BALANCED & UNBALANCED AUDIO SIGNALS

There’s a lot of confusion about the terms ‘balanced’ and ‘un-balanced’ in the analogue audio world. There needn’t be, as this is pretty simple. So here goes.
This balanced/unbalanced thing only applies to microphone level and line level signals… not to speaker level signals. (and what we’re saying here only applies to analogue, not digital, signals.)
When a sound is turned into an electrical signal, in an audio system, the signal shows up as some variations in the voltage between ground (earth) and the signal core of the cable. These voltages wiggle up and down. The faster they wiggle, the higher the frequency of the audio signal… and the bigger the wiggles the louder the signal. Now there are various ways of turning the original audio signal into this electrical signal…but the most commonly used is to rely on electrical induction. What happens here is that the sound is mechanically turned into the movement of a coil of wire in a magnetic field which causes an induced electrical current. (this may also be done by moving the magnet in a coil of wire…which results in the same effect) Anyway this principle is a function of the close connection between magnetism and electricity. It’s going on inside your headphones, speakers etc in reverse, turning electricity and magnetism back into sound.
These little electrical wiggles are really very tiny. When they reach an amplifier they get increased in power. The basic contraption that does this is called a differential op-amp, and it amplifies (makes bigger) the difference between the signal cable and something else. In unbalanced systems the something else will be earth. This is all well and good, except for the difficulties caused by the real world. Because, you see, the real world is full of lots of electromagnetic crud. Everything around you is chucking out a horrid mish-mash of electromagnetic noise. The PC you’re sitting at is doing it, your mobile phone is doing it, the telly is doing it… even the mains cables around your building are doing it. And into this stew of noise we go and dangle a skinny little cable with our microscopic signal running down it. The induction principle we talked about above comes into play here and induction causes the undesirable noise to get superimposed on top of our audio signal. So if we do nothing about this our nice audio signal comes out at the other end of our system accompanied by hum and crackle.

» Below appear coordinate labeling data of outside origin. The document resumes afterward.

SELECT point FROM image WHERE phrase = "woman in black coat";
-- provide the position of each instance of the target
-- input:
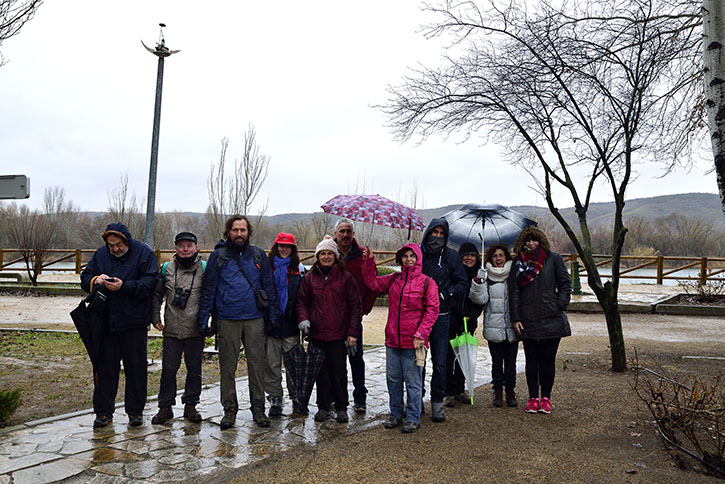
(540, 291)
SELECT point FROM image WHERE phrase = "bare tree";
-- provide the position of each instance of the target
(13, 15)
(713, 12)
(32, 233)
(567, 88)
(236, 193)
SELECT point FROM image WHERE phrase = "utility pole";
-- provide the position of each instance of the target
(161, 52)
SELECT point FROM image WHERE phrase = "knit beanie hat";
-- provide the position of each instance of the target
(327, 244)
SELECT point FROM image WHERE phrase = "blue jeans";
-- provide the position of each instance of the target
(438, 340)
(400, 368)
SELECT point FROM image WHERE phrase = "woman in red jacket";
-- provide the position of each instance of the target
(330, 311)
(412, 311)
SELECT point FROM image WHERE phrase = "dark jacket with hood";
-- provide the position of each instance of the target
(446, 268)
(540, 306)
(129, 307)
(227, 292)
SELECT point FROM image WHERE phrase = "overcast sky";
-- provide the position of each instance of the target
(77, 98)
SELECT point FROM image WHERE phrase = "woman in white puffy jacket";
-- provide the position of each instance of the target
(490, 288)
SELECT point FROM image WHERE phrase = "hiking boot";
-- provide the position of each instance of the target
(392, 422)
(360, 407)
(533, 405)
(260, 419)
(227, 421)
(410, 427)
(498, 398)
(165, 413)
(511, 398)
(464, 398)
(436, 411)
(275, 409)
(545, 406)
(191, 414)
(322, 415)
(102, 421)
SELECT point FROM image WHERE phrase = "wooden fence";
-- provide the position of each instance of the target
(664, 267)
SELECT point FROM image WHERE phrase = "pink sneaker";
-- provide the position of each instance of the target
(533, 405)
(545, 405)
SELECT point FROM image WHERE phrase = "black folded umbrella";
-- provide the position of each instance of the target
(88, 319)
(302, 367)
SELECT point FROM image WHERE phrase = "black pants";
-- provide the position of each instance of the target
(503, 364)
(334, 370)
(171, 361)
(129, 347)
(540, 365)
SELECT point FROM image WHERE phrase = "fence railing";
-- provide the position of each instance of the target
(661, 268)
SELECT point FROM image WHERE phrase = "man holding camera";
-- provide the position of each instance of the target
(239, 289)
(180, 285)
(124, 272)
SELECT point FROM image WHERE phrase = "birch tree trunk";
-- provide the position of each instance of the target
(714, 36)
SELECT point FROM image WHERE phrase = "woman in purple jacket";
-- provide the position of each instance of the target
(412, 311)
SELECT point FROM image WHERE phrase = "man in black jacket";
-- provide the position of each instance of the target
(445, 267)
(124, 270)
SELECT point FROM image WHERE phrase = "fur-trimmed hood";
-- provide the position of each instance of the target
(543, 239)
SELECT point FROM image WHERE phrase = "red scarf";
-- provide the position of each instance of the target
(528, 265)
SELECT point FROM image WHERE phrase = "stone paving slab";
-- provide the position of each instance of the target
(67, 448)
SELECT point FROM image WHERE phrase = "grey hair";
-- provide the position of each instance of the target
(345, 221)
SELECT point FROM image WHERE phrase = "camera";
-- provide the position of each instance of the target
(181, 297)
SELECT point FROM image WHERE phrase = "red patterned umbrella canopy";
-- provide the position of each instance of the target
(374, 209)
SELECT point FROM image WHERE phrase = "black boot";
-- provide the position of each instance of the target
(498, 398)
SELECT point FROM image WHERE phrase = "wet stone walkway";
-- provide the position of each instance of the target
(68, 449)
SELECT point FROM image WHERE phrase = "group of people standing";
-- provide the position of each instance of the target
(263, 303)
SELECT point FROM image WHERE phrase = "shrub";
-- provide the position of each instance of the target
(9, 402)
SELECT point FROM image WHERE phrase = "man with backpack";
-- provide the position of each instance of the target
(180, 286)
(239, 289)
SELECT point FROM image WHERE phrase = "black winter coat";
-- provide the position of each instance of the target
(540, 306)
(129, 307)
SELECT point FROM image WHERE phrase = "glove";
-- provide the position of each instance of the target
(351, 350)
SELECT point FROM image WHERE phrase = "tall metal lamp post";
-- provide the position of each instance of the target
(161, 51)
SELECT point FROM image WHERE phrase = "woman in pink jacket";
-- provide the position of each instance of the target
(412, 311)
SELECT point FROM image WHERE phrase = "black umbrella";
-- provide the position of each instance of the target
(88, 319)
(485, 225)
(302, 367)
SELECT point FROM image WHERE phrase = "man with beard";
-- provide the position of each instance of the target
(237, 278)
(124, 273)
(351, 255)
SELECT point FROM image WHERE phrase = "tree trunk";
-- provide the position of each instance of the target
(713, 32)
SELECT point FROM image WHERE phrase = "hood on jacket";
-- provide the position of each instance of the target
(119, 230)
(418, 267)
(543, 239)
(438, 221)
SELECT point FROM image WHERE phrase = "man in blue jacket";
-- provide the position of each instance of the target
(124, 270)
(444, 265)
(236, 276)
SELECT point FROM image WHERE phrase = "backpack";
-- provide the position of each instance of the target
(166, 264)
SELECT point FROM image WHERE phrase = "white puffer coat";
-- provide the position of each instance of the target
(493, 293)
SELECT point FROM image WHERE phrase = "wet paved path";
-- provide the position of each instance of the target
(67, 448)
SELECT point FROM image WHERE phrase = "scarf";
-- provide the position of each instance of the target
(528, 265)
(280, 280)
(498, 274)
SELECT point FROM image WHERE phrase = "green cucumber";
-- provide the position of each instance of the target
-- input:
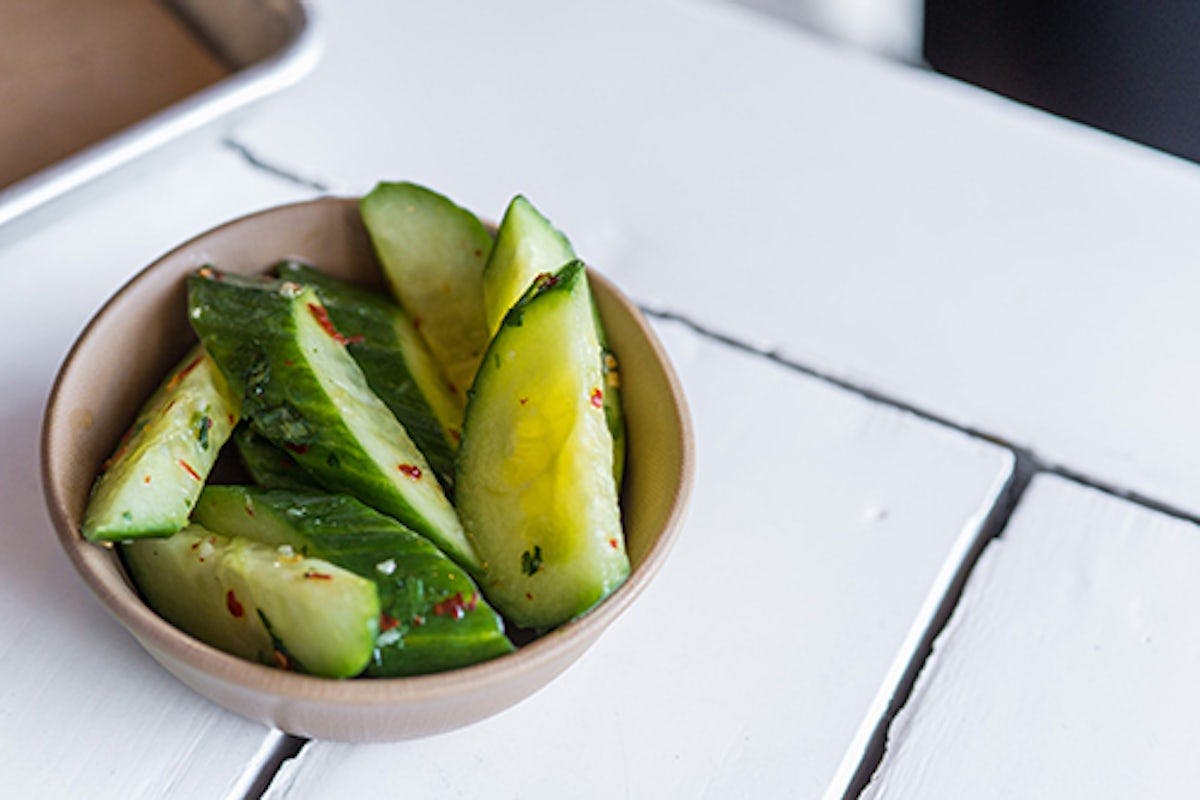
(269, 465)
(151, 481)
(279, 349)
(535, 487)
(433, 618)
(432, 253)
(259, 602)
(526, 246)
(396, 362)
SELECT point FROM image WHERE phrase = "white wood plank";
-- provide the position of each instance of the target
(84, 713)
(1069, 667)
(1005, 269)
(822, 533)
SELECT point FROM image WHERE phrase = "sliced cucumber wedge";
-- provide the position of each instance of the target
(396, 362)
(526, 246)
(433, 617)
(270, 467)
(277, 347)
(535, 486)
(259, 602)
(151, 481)
(433, 254)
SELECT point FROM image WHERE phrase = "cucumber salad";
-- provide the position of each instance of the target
(429, 468)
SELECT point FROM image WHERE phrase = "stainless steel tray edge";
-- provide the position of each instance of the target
(189, 115)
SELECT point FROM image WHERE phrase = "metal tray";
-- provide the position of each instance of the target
(269, 44)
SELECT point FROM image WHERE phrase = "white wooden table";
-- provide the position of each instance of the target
(915, 323)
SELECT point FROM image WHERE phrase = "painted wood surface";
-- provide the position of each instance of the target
(821, 530)
(1068, 668)
(84, 711)
(1003, 269)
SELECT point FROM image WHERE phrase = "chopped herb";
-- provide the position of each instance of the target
(531, 561)
(202, 429)
(256, 377)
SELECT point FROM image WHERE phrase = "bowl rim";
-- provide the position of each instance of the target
(129, 608)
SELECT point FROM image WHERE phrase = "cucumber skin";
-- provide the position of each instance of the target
(432, 253)
(247, 326)
(359, 312)
(160, 464)
(589, 529)
(269, 465)
(528, 245)
(249, 600)
(355, 537)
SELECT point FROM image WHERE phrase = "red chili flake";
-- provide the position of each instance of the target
(183, 373)
(327, 324)
(455, 606)
(233, 605)
(190, 470)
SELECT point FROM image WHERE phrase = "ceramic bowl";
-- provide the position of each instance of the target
(142, 331)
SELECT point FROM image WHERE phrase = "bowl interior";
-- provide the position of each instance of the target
(143, 331)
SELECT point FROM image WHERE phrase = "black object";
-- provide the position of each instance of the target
(1127, 66)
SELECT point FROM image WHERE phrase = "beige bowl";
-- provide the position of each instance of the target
(143, 331)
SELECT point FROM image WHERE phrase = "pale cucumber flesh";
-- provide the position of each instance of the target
(259, 602)
(156, 473)
(535, 487)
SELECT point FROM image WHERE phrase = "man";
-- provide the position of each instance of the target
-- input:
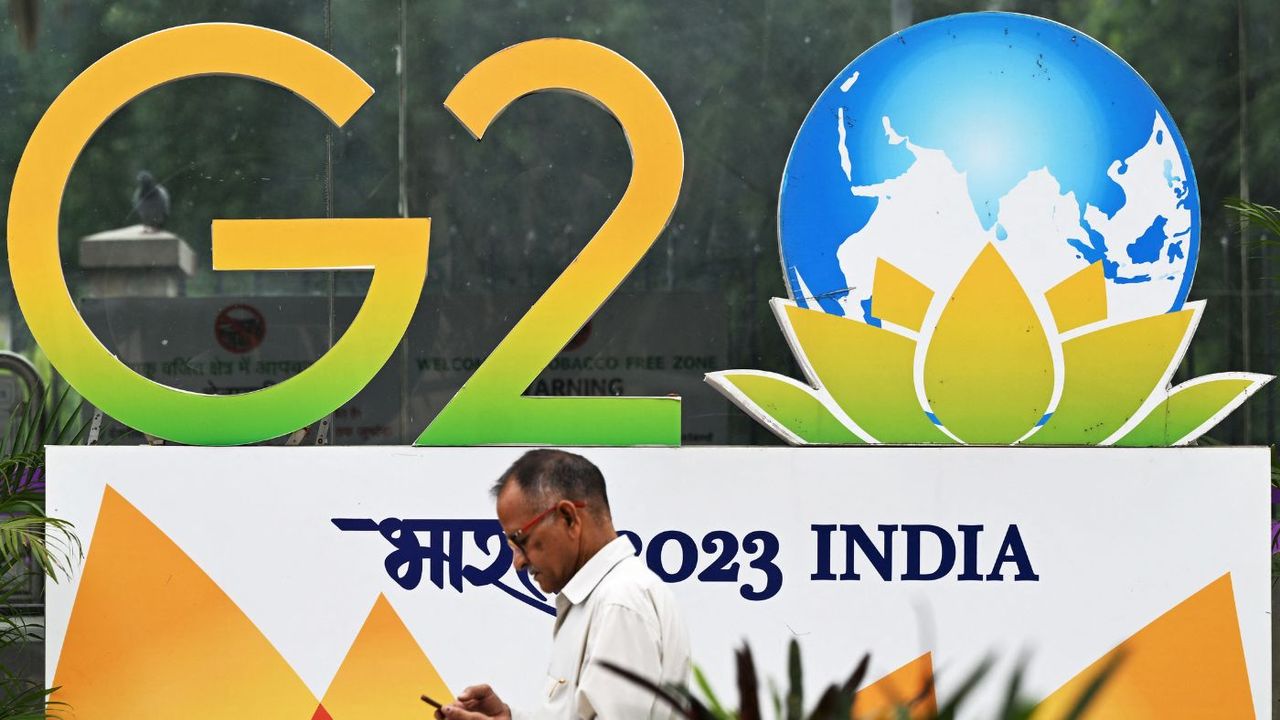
(611, 606)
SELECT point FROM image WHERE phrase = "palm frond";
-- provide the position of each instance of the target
(795, 679)
(748, 686)
(676, 697)
(1257, 214)
(709, 695)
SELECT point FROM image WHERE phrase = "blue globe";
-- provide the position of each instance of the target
(988, 128)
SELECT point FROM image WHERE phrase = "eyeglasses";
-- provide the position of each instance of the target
(520, 537)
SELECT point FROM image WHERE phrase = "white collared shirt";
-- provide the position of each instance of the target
(615, 609)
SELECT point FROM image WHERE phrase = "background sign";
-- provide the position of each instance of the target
(638, 345)
(265, 579)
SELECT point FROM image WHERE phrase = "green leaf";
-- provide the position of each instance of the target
(795, 679)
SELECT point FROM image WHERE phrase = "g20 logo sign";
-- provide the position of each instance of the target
(490, 408)
(988, 241)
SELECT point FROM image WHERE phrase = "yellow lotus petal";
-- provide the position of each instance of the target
(786, 408)
(869, 372)
(1192, 409)
(988, 373)
(1079, 300)
(1110, 373)
(899, 297)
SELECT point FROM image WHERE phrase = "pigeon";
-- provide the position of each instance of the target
(151, 201)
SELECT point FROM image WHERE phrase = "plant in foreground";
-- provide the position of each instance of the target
(841, 701)
(31, 543)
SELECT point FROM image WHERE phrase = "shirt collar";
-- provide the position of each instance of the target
(590, 574)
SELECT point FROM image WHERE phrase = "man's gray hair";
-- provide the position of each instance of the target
(549, 475)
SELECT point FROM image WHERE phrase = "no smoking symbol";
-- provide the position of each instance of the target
(240, 328)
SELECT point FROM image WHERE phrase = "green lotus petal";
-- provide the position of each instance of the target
(1100, 393)
(1191, 409)
(869, 373)
(785, 406)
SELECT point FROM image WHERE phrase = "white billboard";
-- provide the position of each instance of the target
(211, 572)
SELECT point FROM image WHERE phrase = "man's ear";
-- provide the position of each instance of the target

The cable manufacturers help as best they can by wrapping the signal core of the cable in a protective screen, which is connected to earth. Unfortunately this is where the first real problem occurs. The screen, connected to earth, doesn’t pick up the induced electromagnetic junk, but the signal core does pick up what junk leaks through the screen. When we get to our differential op-amp there’s a difference between the signal core and the screen, which is amplified.
Wouldn’t it be nice if the screen and the signal core picked up the crud at the same level? Then when the amplifier received the signal there would be no ‘difference’ so nothing to amplify, just the original, clean, audio signal!
We can’t get the screen and the signal core to act the same, but we can get two identical cores inside the screen to do so. So in a balanced system we put the signal between these two cores, and wrap them in a cosy jacket of screen bonded to earth.
Now, as both cores pick up the same induced grot, the differential op-amp ‘sees’ no difference and effectively filters out the interference. Cleaner sound!
You’ll realise, of course, that balanced systems become more expensive. There’s the extra core in the cable. And all the plugs and sockets have to have three connections, one for the ‘hot’ signal, one for the signal return, and one for the screen. Usually balanced signals will go via 3 pin XLR connectors (XLR indicates screen (X), live (L), return (R). Incidentally the pins and numbered this way too. ie. X=pin 1, L=pin 2, R=pin 3. Occasionally manufacturers will use ring-tip-sleeve (sometimes known as stereo) jack plugs. If the equipment you are dealing with has connectors using phono (RCA) plugs or mono jack plugs it is running “un-balanced”. And that means that you may experience unwanted noise on your cables!